Last week I attended the United Nations High Level Dialogue on Financing for Development, where world leaders took stock of progress since they agreed the Sustainable Development Goals and the Addis Ababa Action Agenda (AAAA) on Financing for Development (FfD) four years ago.
There is no escaping the scale of the challenge. ODI’s own research, launched at the Dialogue, suggests that 430 million people will still be living in extreme poverty by 2030 – the date at which the SDGs promise extreme poverty will be ended. Soberingly, this is 30 million more than we forecast last year, driven by worsening prospects for the very poorest countries.
The UN’s own report on SDG progress, released in July, says that, despite headway on some SDGs, ‘monumental challenges’ remain. Hunger, for example, is going in the wrong direction, with 821 million people undernourished in 2017, up from 784 million in 2015.
The FfD agenda is complicated, but can be boiled down to three big questions.
Mobilising public finance
First, can we mobilise enough public finance, spend it well and direct it to SDG investments that individuals and the private sector can’t or won’t pay for? ODI’s report Financing the end of extreme poverty finds that most countries could afford the public investments needed to provide universal healthcare, education and social protection if they allocated enough of their budgets to these goals –and raised more in tax (though this may not be an easy ask, which I’ll come to later).
Forty six countries can’t afford these investments on their own, but if donors met the UN commitment to give 0.7% of their income as aid, this could provide the missing money, if well targeted. There are growing calls for the UN to take public financing gaps more seriously, particularly as, according to the International Monetary Fund (IMF), more than two out of five low-income countries are at high risk of debt crises, and may therefore find their spending plans seriously undermined.
Shifting private investment patterns
Second, can we shift private investment and consumption patterns so that developing countries grow sustainably and inclusively and the global economy moves rapidly to become zero carbon and protect the natural world on which we all depend?
Here the FfD debate has been side-tracked by a focus among many international institutions and rich countries on the smaller sub-issue of how to use public support or subsidies to leverage more private finance (often, as shown by the statements at the Dialogue by the EU and the US, tying this to their own companies and initiatives).

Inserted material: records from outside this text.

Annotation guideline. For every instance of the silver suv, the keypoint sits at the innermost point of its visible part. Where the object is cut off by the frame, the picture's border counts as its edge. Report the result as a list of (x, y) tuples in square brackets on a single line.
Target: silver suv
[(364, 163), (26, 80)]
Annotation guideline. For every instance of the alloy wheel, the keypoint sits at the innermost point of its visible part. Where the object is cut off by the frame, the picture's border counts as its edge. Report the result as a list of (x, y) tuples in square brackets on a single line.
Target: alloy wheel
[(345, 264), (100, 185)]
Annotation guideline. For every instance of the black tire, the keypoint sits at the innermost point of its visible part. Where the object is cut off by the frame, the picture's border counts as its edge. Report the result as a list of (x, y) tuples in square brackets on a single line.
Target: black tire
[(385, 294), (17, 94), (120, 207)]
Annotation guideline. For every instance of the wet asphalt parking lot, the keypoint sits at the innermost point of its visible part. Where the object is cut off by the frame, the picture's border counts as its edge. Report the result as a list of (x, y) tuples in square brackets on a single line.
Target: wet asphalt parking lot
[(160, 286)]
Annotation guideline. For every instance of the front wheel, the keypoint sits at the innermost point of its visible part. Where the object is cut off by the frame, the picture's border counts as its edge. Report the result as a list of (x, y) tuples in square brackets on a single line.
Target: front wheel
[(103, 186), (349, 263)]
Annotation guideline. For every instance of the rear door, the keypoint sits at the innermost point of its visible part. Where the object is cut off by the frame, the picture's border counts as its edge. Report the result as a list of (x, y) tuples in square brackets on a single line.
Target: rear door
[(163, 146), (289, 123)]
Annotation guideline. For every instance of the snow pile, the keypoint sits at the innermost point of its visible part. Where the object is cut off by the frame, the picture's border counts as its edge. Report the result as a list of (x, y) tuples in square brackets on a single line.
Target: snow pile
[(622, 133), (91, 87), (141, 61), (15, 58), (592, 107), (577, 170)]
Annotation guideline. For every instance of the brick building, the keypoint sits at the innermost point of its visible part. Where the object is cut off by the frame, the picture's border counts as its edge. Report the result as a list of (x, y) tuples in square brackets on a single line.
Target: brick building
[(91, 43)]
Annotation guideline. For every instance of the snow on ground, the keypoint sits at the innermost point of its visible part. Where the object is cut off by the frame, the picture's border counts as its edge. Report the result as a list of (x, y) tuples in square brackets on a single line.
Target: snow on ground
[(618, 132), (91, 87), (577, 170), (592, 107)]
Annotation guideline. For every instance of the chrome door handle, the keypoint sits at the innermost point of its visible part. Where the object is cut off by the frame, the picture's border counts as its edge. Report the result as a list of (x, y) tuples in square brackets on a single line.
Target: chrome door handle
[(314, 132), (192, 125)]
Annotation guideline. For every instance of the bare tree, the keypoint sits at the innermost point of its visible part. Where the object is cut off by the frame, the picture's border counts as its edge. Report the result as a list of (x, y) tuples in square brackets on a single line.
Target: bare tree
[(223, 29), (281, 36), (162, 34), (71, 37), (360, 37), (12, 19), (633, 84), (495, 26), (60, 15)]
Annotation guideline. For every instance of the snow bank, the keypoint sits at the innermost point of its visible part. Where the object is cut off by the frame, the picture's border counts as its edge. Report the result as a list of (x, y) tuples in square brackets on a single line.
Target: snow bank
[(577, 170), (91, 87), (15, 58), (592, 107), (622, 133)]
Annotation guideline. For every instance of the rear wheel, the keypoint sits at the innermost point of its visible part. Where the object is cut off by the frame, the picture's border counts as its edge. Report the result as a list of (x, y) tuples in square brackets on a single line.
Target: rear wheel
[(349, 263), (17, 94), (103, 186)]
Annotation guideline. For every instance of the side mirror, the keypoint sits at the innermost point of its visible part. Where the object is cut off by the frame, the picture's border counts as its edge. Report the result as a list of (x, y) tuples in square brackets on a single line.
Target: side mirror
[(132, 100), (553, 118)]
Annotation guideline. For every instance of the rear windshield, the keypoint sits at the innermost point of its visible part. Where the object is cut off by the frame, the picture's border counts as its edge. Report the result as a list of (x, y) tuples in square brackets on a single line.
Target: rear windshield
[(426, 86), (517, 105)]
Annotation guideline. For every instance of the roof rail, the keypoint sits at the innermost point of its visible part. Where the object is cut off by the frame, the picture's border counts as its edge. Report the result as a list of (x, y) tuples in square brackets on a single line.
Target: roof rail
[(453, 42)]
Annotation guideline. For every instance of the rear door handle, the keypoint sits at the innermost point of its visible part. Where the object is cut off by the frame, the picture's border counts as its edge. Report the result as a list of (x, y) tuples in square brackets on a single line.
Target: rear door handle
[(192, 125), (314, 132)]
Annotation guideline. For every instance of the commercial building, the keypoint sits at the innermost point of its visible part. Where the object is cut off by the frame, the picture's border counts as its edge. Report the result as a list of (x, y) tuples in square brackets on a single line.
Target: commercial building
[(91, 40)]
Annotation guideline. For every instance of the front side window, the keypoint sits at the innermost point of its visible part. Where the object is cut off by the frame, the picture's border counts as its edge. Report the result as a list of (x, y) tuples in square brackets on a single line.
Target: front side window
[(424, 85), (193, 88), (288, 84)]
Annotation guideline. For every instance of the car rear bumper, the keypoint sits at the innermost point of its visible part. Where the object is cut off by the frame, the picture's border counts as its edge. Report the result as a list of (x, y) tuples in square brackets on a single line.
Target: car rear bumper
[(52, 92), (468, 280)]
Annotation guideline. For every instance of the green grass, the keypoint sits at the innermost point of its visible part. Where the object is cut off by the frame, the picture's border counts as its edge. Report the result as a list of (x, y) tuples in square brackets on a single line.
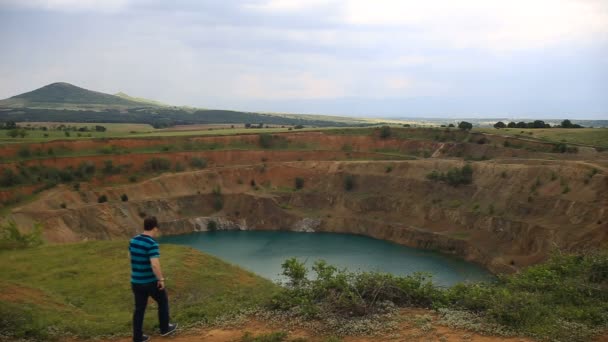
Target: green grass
[(583, 136), (83, 289)]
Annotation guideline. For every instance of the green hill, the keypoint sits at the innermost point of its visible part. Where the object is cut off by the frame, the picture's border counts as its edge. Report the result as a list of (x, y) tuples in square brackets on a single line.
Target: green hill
[(64, 102), (141, 100), (83, 289), (65, 95)]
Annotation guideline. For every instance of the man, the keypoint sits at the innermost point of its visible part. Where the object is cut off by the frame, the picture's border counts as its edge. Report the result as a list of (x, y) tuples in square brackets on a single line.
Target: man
[(147, 280)]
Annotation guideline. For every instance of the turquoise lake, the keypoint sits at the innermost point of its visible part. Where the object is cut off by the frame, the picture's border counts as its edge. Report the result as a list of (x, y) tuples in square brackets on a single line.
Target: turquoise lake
[(262, 252)]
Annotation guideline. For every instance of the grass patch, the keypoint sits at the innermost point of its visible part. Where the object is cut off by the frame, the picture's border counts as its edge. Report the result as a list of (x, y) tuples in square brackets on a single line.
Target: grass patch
[(564, 299), (84, 290)]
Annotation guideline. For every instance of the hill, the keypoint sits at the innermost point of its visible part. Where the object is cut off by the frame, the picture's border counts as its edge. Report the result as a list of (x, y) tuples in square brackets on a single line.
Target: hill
[(64, 102), (83, 289), (141, 100), (65, 95)]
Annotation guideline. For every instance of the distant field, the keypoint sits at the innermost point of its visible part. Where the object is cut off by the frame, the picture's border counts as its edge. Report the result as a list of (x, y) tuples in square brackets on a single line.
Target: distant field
[(119, 130), (583, 136)]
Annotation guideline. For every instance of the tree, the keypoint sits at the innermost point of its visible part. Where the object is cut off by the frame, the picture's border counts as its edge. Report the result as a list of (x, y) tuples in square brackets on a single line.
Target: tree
[(500, 125), (465, 126)]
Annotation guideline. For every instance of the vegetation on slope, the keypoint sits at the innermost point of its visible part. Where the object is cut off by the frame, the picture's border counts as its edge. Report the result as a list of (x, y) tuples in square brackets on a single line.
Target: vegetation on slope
[(59, 94), (83, 289), (564, 299)]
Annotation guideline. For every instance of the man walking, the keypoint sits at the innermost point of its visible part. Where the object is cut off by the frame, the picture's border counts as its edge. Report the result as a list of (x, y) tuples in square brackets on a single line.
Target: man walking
[(147, 280)]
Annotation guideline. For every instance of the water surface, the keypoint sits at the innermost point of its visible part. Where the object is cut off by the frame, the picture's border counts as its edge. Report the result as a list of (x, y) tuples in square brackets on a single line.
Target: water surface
[(263, 252)]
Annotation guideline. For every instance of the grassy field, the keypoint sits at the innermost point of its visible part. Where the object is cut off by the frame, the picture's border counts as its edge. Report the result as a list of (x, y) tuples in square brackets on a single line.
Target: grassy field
[(582, 136), (84, 290)]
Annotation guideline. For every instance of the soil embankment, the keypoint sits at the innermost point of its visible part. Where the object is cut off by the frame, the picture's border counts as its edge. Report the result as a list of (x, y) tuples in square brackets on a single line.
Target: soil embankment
[(512, 215)]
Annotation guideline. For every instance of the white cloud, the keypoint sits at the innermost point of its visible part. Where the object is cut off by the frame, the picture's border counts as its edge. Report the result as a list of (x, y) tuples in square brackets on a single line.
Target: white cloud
[(68, 5), (301, 85), (496, 25)]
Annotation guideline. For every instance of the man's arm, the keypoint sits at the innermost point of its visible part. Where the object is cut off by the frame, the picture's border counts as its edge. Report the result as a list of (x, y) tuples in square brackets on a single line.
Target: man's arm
[(158, 272)]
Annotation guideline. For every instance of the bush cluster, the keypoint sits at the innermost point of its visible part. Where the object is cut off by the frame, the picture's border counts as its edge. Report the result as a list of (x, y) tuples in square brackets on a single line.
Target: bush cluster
[(12, 238), (565, 298), (454, 176)]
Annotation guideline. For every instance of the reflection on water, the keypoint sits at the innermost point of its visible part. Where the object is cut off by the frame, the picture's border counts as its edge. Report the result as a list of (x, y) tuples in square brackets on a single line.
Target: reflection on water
[(262, 252)]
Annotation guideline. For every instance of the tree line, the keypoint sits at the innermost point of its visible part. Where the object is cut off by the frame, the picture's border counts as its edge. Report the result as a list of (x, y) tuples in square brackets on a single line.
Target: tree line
[(536, 124)]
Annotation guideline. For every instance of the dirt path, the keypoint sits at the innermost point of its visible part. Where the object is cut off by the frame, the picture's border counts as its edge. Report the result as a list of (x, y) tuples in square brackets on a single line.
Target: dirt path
[(408, 330)]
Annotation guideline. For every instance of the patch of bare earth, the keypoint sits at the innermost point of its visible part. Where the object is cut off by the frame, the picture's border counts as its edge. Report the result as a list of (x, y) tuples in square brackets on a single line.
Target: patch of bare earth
[(414, 325)]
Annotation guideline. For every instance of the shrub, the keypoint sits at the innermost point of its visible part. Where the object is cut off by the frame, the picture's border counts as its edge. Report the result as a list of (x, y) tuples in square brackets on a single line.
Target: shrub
[(218, 201), (12, 238), (454, 176), (299, 181), (24, 152)]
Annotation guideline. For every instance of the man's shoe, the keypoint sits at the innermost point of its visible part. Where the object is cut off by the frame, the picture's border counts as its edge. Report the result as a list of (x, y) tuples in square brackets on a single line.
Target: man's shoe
[(171, 330)]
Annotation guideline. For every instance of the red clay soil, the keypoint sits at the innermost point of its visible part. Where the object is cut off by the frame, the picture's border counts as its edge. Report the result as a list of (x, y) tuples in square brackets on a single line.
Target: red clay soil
[(406, 331)]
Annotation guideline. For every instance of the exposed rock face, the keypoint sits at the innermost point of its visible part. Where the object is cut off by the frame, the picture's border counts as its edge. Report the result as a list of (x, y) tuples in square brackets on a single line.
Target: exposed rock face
[(513, 215)]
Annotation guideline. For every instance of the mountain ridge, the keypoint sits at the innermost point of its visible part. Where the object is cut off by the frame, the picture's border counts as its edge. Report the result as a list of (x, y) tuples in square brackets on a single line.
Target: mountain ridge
[(68, 96)]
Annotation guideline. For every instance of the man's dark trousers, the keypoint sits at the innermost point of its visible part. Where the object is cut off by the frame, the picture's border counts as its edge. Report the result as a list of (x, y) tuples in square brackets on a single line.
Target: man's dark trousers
[(142, 292)]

ODI research finds that on average every dollar of investment through the development finance institutions that are the focus of this agenda leverages only 75 cents of private investment, falling to 37 cents in low-income countries. Clearly, this is not the magic bullet it is sometimes presented as.
Sharing economic gains
Third, can we alter global, regional and national economic structures to share the distribution of the enormous economic gains humanity has made more fairly so that everyone has enough to live well, and those at the top take a smaller slice of the pie?
This issue was emphasised by the G77 group of developing countries in their statement to the Dialogue, which pointed to areas where the international system does not work well, including illicit financial flows and tax evasion.
Just before the Dialogue, the IMF and Copenhagen University warned that 40% of global foreign direct investment – some $15 trillion – is ‘phantom’, meaning it passes through corporate shell companies often set up to minimise the tax bills of multinationals.
This is part of a broader problem inherent in an international system that does not provide developing countries with enough of the kind of long-term capital investments they need. For example, UNCTAD’s new Trade and development report highlights that international private capital proves consistently volatile, and was in fact a net outflow for developing countries in 2018, as the chart shows.
As is normal at these gatherings, a large number of side initiatives were launched or highlighted at the Dialogue, but, while many are welcome, they cannot replace coordinated action by UN member states together. However, there were no agreed concrete outcomes from the Dialogue itself, and governments have yet to use the annual FfD forums as a mechanism for changing course now it is clear we are way off track to finance the SDGs.
To get world leaders to take this critical issue more seriously, there are calls for a new leaders summit on FfD in 2022 (20 years after the first). Without a renewed push like this to put the issue of financing the SDGs back at the top of the global agenda, and tackle the difficult questions highlighted here, it looks increasingly likely that the world will fail to meet the SDGs, and by an increasingly wide margin.